This is the third in our series on creative parenting that was published two years ago on another blog. Insh’Allaah, we will be continuing on with new posts, hoping to make this a regular feature of Wide Earth!
It seems a simple truth that for every lesson I teach my children, they teach me another, unique lesson. This was the case last week, as I sat typing at my computer as my six-year-old daughter. Maryam came into the room and started rummaging around for paper and pencil. I didn’t ask her what she was doing, I simply ripped out a piece of notebook paper and gave it to her, along with something to draw with. As I continued typing, she put the paper on a hardcover book lay down on the floor on her stomach, knees bent, her feet waving in the air.
A few minutes later Mu’aadh, my eight-year-old son, knocked and entered my room. He tossed himself down on the rug and started humming to himself. Just as his tuneless humming was about to drive me batty, Maryam invited him to come and draw with her. He didn’t commit himself, but sat down next to her and they began a whispered conversation that was much less annoying than his humming had been. I continued working as they talked, and soon I noticed Mu’aadh getting down the box of crayons and colored pencils from Grandma Gretchen.
“You have to draw the tree, it isn’t right without the tree,” said Mu’aadh. More whispers, then, “You draw the tree if you want the tree.”
“Where’s the red? I need the red.” The sound of fingers dragging through crayons. “Here, this is sort of red, or maybe sort of maroonish-peachish.” I paused, thinking, “Maroonish-peachish??” Not two colors I would have ever thought to associate with each other.
“You color that part, I’m coloring this part.”
“We can both color it, see?”
After a blessed half-an-hour or so, I was proudly presented with a drawing of our house. It was small, in the background, and indeed no tree had been placed where the tree in reality existed. The foreground of the picture was taken up with a riot of colors–reds, greens, blues. I searched for the “maroonish-peachish” but failed to find it. Not wanting to seem dense, I didn’t ask what the colors represented.
Instead I looked at the picture from different angles. Then I had it. The beautiful jubilation of color in front of the house was the field of garbage where our neighbors all dumped their trash–brightly colored plastic bags, wrappers of all description, vegetable peelings, whatever they had to get rid of. This same field of trash had upset and annoyed me on and off for months. Yet Mu’aadh and Maryam had made it look pretty, almost like a field of flowers in full bloom.

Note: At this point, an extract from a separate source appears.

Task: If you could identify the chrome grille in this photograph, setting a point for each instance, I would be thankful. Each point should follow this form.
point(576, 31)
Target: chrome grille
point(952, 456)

Later, on the roof, I looked down on the garbage field. It still looked ugly to me. Then I thought of the children, and how they could see beauty in it, enough beauty that they felt they had to put it to paper. Always willing to learn a lesson and nurture my inner child, I scrunched up my eyes a bit, and looked again. Instead of looking at each individual piece of trash, I tried to let my mind see what Maryam and Mu’aadh had seen. In the end, I decided their picture was better than the field of garbage could ever look, but I was thankful for the reminder, gently given by my little ones, of the beauty that can be found in almost anything, if we take the time and make the effort to see it.